Новый путь. 1904. No 5.
С. 93. О последней пьесе Чехова ‘Вишневый сад’… — Премьера ‘Вишневого сада’ в МХТ состоялась 17 января 1904 г. в день именин Чехова.
С. 94. Станиславский Константин Сергеевич (наст. фам. Алексеев, 1863—1938) — актер, режиссер, педагог, теоретик и реформатор театра, один из основателей Московского Художественного театра.
С. 95. ‘Но если игры не будет, что же тогда будет?’ — Неточная цитата из гл. 8 повести Л. Н. Толстого ‘Детство’.
С. 97. ‘Пляска жизни’ (1904) — комедия Владимира Владимировича Барятинского (1874—1941), до публикации выдержавшая в 1903 г. более ста представлений в Новом театре на Мойке, который он основал в 1901 г. вместе с женой актрисой Л. Б. Яворской.
С. 98. Сара Бернар (1844—1923) — французская актриса.
С. 104. Метерлинк Морис (1862—1949) — бельгийский драматург и поэт.
Ибсен Генрик (1828—1906) — норвежский драматург.
Яворская Лидия Борисовна (наст. фам. Гюббенет, в замужестве Барятинская, 1871—1918) — актриса, основательница Нового театра (1901) в Петербурге.
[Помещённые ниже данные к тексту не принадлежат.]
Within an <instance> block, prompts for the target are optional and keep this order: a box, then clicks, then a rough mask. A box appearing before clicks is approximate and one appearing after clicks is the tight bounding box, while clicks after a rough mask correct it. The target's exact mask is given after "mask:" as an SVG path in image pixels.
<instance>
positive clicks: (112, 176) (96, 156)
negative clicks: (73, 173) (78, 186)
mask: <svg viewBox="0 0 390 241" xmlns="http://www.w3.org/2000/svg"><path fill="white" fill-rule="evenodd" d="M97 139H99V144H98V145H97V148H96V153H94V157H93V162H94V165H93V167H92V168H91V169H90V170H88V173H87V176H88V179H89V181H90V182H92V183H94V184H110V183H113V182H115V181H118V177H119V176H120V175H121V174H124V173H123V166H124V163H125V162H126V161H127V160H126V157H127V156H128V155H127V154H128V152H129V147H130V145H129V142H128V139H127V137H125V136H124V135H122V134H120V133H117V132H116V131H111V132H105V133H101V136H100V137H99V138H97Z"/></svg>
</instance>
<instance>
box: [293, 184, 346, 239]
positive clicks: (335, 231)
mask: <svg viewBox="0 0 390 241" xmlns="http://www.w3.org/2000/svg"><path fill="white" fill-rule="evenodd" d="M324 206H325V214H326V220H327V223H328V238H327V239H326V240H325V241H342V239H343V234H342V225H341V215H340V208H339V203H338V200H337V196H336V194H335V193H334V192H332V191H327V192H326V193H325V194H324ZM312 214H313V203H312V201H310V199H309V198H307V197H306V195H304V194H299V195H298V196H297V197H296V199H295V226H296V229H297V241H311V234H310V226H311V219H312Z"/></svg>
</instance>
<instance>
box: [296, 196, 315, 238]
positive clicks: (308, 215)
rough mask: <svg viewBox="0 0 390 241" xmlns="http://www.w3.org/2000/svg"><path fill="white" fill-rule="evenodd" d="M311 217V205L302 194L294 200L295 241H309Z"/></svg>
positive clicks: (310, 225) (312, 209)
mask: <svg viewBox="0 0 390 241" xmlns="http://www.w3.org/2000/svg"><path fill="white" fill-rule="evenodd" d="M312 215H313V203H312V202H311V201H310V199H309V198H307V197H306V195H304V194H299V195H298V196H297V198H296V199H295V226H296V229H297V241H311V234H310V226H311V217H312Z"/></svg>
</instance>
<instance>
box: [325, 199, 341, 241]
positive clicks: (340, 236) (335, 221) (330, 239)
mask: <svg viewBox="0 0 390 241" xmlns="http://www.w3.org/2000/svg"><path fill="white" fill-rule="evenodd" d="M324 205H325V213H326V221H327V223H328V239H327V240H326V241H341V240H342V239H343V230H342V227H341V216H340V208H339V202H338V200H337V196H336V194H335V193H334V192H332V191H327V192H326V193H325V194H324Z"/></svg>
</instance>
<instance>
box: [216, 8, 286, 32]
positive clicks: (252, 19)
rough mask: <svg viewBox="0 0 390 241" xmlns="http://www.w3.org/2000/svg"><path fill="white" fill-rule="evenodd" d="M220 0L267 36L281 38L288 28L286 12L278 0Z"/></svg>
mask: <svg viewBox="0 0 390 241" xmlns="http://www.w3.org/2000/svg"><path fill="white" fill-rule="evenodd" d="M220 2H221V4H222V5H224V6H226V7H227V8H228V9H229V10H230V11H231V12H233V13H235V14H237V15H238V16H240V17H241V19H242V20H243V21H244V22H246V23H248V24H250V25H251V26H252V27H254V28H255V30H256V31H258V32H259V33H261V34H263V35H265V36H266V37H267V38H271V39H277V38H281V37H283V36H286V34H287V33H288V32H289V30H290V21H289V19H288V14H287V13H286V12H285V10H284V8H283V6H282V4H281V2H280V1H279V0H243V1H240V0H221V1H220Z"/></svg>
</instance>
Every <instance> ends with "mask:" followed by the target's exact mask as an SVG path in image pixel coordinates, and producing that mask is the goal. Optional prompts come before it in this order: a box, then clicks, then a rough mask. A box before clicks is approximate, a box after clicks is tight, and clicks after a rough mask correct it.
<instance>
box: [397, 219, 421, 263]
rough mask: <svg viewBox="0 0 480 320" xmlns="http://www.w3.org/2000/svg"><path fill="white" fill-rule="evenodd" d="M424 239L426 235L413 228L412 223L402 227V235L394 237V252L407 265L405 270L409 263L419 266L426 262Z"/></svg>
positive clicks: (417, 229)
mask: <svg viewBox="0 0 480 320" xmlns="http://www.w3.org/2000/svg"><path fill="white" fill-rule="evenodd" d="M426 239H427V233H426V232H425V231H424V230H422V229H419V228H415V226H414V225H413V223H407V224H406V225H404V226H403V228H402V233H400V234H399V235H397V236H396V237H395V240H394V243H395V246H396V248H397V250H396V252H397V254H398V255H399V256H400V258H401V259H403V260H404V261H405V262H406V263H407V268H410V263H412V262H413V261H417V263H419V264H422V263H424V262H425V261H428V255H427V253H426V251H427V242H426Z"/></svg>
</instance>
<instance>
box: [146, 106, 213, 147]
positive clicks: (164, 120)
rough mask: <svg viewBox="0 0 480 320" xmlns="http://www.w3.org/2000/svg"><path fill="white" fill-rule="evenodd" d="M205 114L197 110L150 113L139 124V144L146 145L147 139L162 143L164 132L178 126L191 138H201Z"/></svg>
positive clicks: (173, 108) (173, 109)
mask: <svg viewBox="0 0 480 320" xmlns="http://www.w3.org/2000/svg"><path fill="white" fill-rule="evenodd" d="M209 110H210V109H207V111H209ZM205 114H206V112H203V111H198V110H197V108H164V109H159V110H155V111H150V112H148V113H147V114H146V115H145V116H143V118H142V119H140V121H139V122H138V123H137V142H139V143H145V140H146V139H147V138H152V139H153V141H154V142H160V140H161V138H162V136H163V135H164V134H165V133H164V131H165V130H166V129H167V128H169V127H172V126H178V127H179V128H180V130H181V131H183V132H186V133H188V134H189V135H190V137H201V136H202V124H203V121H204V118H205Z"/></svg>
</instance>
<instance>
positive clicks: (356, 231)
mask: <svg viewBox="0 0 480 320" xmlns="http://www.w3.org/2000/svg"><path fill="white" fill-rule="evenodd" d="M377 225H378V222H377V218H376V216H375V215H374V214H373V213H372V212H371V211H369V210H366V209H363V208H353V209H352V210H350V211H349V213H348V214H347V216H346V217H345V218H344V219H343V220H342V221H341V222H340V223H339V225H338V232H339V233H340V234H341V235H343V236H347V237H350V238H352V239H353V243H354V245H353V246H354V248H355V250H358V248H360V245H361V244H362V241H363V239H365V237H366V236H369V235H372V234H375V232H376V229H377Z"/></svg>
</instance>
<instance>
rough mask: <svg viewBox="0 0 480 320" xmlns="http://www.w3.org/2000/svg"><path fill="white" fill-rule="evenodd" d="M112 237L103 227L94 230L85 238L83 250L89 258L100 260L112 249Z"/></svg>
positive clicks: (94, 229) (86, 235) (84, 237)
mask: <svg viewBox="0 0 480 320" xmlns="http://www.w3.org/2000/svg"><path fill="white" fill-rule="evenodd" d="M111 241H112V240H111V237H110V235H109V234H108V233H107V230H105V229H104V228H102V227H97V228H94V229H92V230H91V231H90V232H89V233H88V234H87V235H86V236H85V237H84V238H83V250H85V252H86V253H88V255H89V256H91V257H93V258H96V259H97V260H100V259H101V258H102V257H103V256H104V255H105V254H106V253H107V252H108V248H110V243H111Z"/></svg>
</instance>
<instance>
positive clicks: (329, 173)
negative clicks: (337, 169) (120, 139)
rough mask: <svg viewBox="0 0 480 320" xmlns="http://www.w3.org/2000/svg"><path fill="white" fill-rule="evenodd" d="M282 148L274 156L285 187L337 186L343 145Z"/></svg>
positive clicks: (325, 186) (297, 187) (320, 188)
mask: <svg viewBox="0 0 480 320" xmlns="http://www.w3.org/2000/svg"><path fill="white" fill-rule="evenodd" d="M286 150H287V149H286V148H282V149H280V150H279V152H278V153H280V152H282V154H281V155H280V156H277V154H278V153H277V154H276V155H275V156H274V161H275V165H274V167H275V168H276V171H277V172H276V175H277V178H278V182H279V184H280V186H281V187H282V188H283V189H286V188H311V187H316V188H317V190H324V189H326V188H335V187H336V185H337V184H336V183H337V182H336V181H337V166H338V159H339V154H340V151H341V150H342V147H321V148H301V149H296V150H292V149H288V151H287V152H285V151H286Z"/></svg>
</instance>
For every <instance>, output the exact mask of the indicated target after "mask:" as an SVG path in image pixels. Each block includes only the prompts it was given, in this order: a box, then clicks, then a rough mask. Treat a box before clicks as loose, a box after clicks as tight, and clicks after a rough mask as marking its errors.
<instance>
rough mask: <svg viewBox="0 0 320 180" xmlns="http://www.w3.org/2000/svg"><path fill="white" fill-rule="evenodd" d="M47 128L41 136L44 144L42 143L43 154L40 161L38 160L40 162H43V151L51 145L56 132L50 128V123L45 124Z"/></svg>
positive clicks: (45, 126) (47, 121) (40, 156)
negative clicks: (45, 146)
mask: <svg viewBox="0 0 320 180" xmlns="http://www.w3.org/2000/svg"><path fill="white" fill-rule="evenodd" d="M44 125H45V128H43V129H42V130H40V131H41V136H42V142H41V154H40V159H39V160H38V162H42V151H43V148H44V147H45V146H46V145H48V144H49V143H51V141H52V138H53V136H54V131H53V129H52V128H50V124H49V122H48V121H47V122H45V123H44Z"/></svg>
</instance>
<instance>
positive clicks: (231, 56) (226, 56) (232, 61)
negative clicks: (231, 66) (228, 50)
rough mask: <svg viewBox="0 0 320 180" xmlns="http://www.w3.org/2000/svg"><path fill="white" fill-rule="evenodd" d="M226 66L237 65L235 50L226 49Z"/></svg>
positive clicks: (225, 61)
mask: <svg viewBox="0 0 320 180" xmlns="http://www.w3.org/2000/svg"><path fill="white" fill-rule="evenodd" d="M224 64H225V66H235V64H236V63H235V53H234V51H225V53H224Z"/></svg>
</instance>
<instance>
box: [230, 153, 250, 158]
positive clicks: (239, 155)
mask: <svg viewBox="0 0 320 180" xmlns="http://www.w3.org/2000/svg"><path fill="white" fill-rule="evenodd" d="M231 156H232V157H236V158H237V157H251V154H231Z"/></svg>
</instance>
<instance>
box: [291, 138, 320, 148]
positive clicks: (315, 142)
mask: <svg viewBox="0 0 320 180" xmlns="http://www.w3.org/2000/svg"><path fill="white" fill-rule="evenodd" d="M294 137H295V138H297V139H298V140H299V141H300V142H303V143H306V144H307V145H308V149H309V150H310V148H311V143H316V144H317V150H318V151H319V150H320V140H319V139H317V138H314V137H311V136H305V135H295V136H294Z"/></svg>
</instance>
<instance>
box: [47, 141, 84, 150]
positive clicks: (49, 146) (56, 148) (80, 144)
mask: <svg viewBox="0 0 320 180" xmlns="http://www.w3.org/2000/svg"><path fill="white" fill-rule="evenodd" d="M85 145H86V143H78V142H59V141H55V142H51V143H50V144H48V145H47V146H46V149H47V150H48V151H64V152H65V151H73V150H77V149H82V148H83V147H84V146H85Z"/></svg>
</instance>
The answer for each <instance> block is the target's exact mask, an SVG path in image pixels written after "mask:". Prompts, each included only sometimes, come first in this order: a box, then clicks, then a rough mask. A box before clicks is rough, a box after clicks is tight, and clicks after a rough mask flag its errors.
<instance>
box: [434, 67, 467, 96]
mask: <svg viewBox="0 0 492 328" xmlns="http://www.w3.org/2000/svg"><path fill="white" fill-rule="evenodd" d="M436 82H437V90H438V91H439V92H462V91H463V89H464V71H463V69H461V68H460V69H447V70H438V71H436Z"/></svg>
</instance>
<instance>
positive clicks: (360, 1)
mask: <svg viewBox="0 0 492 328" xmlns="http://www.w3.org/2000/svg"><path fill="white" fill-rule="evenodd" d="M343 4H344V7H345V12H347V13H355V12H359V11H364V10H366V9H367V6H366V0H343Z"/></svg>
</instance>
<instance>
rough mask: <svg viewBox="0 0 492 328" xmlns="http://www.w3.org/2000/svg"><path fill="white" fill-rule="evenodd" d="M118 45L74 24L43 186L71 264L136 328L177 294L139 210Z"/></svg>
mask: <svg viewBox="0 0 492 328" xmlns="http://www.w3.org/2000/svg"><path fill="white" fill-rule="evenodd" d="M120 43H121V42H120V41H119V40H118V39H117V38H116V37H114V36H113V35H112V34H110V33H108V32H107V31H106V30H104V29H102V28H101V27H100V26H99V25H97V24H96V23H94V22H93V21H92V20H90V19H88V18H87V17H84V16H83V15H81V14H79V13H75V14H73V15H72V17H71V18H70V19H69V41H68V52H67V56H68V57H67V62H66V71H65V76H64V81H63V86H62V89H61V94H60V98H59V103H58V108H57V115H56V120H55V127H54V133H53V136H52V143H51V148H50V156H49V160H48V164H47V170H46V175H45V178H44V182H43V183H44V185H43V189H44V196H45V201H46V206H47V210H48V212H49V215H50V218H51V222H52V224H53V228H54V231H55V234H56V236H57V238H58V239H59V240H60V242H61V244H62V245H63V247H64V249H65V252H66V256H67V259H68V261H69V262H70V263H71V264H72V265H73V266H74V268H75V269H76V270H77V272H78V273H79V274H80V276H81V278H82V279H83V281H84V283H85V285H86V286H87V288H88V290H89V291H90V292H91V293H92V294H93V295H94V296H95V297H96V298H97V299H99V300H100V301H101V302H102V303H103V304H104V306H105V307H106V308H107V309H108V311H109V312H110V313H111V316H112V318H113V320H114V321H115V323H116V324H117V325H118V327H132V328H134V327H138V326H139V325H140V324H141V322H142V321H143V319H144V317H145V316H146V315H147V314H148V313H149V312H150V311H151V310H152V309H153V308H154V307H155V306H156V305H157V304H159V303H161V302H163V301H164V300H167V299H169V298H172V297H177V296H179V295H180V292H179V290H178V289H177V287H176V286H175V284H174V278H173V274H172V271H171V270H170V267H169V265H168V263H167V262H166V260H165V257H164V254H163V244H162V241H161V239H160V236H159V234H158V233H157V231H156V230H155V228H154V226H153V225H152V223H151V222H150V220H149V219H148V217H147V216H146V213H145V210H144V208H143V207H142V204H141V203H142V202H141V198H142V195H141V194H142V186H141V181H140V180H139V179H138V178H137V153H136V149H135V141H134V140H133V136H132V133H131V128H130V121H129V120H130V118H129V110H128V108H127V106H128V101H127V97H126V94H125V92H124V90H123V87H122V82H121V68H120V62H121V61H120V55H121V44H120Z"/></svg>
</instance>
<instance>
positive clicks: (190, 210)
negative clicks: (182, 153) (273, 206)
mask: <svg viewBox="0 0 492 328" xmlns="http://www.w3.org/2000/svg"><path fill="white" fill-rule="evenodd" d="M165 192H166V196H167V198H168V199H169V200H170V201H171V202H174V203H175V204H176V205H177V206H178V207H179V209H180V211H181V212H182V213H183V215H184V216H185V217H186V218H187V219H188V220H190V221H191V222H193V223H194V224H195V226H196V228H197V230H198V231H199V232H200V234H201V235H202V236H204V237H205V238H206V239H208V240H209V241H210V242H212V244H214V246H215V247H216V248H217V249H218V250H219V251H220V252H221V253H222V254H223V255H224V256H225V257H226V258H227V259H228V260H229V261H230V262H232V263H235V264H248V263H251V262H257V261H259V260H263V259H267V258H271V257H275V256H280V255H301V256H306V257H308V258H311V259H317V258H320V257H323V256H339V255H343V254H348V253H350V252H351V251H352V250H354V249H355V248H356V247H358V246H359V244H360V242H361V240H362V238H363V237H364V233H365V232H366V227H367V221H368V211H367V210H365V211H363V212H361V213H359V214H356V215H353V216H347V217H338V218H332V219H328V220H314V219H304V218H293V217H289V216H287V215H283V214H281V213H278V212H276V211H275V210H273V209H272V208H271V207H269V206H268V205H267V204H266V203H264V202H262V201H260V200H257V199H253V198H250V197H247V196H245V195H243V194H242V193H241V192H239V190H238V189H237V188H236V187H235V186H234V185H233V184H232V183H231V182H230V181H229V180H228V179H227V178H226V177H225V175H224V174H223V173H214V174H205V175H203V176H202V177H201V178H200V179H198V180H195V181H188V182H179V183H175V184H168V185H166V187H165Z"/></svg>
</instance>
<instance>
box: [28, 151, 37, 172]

С 1918 г. в эмиграции.
Савина Мария Гавриловна (1854—1915) — актриса Александрийского театра с 1874 г.
Варламов Константин Александрович (1848—1915) — актер Александрийского театра с 1875 г.
С. 105. Энгельгардт Николай Александрович (1867—1942) — прозаик, критик, переводчик.
Калигула (12—41 н. э.) — римский император, требовавший от сограждан божественных почестей, чем вызвал их возмущение и был убит.
Семирадский Генрих Ипполитович (1842—1902) — живописец, по происхождению поляк.
‘Эдип’ — трагедия Софокла ‘Эдип в Колоне’, переведенная Д. С. Мережковским и поставленная в Александрийском театре.
С. 106. …как умерли те восемнадцать человек, на которых внезапно свалилась Силоамская башня. — Эпизод из Евангелия от Луки, гл. 13, ст. 4.